OBESITY

OBESITY: History and its Consequences

Chronic food shortage and malnutrition have been the scourge of humankind from the dawn of history. The current worldwide epidemic of obesity, now recognized as a public health crisis, is barely a few decades old. Only after the technological advances of the eighteenth century did a gradual increase in food supply became available.
 The initial effect of these advances in improved public health and amount, quality, and variety of food was increased longevity and body size. These early favorable outcomes of technological advances notwithstanding, their incremental effect since the Second World War has been an overabundance of easily accessible food, coupled with reduced physical activity, that accounts for the recent increased prevalence of obesity.

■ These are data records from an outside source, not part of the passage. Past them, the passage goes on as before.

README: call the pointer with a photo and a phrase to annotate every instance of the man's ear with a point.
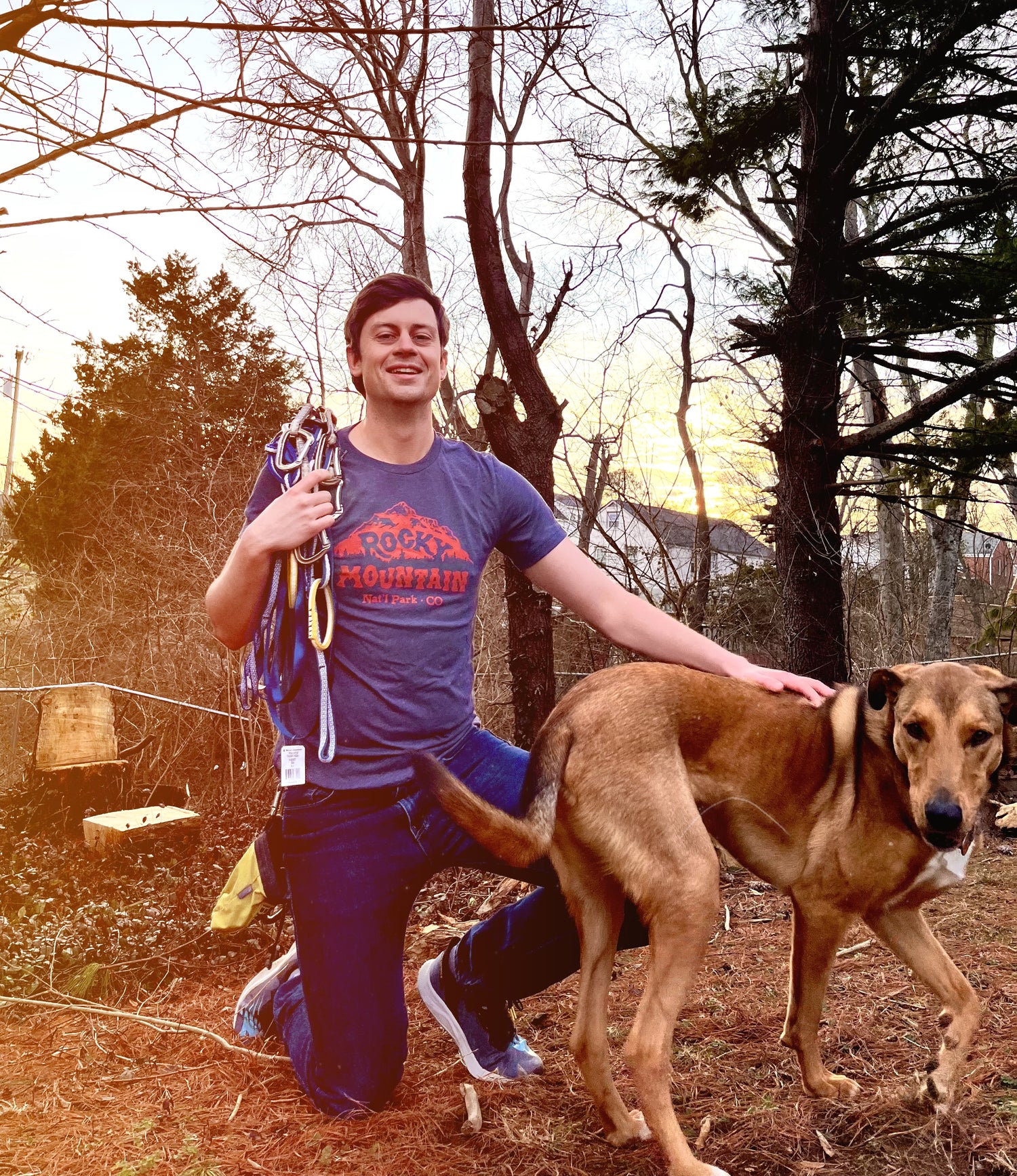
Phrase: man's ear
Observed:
(884, 685)
(1004, 688)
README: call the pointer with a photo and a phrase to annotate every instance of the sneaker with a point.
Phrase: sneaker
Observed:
(252, 1017)
(485, 1034)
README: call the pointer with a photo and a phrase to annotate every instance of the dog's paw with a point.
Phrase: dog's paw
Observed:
(933, 1089)
(634, 1131)
(836, 1086)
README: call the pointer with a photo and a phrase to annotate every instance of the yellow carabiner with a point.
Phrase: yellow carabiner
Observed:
(313, 630)
(293, 568)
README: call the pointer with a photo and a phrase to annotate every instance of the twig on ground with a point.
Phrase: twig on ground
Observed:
(159, 1023)
(854, 950)
(474, 1121)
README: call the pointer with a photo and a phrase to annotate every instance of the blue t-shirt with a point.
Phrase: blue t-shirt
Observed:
(408, 553)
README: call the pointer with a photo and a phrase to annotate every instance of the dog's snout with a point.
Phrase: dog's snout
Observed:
(943, 813)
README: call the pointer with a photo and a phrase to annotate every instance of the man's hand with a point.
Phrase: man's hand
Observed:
(778, 680)
(294, 518)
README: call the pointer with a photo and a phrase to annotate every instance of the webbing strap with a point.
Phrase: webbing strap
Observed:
(280, 646)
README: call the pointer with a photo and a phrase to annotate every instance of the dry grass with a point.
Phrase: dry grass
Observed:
(86, 1095)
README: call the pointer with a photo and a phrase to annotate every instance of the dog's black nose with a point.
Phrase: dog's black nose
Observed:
(943, 813)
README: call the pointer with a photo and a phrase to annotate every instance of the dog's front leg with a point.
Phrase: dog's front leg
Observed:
(816, 934)
(906, 934)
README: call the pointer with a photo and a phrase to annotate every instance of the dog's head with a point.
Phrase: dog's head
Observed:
(946, 725)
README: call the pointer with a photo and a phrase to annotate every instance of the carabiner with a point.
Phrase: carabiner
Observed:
(313, 627)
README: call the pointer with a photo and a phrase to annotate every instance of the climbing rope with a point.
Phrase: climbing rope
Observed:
(280, 648)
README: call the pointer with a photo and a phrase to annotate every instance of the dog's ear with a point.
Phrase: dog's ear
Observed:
(884, 685)
(1004, 688)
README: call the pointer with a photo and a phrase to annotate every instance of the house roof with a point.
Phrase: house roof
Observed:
(677, 528)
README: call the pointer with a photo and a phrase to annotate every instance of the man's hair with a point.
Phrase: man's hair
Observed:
(380, 294)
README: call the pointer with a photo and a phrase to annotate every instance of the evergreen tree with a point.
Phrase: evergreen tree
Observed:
(167, 424)
(134, 498)
(871, 146)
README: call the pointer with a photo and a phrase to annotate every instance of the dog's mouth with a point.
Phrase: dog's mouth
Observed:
(946, 841)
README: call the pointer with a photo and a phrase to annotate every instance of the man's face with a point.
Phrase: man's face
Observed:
(401, 359)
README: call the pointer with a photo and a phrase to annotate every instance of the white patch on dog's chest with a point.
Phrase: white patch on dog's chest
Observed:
(943, 870)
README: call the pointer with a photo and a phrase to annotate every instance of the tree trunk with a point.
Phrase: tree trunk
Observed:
(593, 491)
(889, 510)
(808, 346)
(946, 534)
(702, 554)
(526, 445)
(889, 518)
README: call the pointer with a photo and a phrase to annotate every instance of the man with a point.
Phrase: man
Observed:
(421, 514)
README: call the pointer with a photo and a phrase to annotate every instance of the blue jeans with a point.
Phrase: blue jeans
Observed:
(357, 861)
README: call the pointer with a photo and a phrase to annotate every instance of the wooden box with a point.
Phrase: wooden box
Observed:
(107, 832)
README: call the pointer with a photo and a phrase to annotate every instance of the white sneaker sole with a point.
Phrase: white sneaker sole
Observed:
(267, 980)
(445, 1017)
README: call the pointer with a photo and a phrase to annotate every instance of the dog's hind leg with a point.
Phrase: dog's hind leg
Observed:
(906, 934)
(816, 934)
(597, 906)
(677, 896)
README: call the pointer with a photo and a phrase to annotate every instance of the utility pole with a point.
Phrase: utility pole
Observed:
(7, 473)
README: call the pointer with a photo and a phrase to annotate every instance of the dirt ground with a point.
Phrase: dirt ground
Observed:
(83, 1094)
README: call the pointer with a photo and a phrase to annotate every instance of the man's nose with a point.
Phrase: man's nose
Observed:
(943, 813)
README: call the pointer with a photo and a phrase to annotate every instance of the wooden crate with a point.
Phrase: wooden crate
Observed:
(75, 728)
(108, 832)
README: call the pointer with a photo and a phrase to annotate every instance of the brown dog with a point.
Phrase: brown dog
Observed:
(864, 807)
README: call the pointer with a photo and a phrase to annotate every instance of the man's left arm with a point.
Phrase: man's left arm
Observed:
(631, 621)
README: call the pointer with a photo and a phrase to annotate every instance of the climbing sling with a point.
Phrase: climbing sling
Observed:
(290, 627)
(291, 633)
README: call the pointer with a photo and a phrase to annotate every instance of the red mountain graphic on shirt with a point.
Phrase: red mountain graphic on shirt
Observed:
(400, 533)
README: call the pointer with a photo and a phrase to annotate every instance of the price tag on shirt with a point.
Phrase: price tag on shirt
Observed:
(292, 766)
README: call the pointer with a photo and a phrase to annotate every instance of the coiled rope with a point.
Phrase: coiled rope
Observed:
(280, 647)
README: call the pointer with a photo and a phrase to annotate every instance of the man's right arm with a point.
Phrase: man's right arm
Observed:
(235, 599)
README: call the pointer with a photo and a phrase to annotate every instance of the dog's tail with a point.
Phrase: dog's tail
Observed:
(517, 840)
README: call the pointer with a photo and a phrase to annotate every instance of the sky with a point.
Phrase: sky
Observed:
(68, 283)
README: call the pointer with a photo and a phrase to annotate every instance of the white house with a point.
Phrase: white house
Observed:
(650, 548)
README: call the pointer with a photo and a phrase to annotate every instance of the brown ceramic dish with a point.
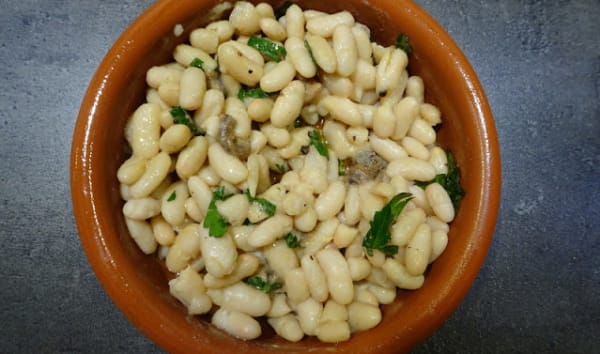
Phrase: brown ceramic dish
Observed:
(136, 282)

 Obesity as a chronic disease with well-defined pathologic consequences is less than a century old. The scarcity of food throughout most of history had led to connotations that being fat was good, and that corpulence and increased “flesh” were desirable as reflected in the arts, literature, and medical opinion of the times. 
Only in the latter half of the nineteenth century did being fat begin to be stigmatized for aesthetic reasons, and in the twentieth century, its association with increased mortality was recognized. Whereas early reports listed obesity as a risk factor for mortality from “chronic nephritis,” the subsequent recognition of the more common association of obesity with diabetes, hypertension, and heart disease altered the listings and questioned its being a risk factor for kidney disease. An enlarging body of evidence, accrued over the past decade, now indicates a direct association of obesity with chronic kidney disease and its outcomes.

Much like other killer diseases (cardiac, vascular, and respiratory) that have emerged as the scourge of humankind over the same period of time, obesity is a chronic disease. As a chronic disease, the indolent onset of its complications (diabetes, hypertension, and atherosclerosis) account for its morbidity and mortality.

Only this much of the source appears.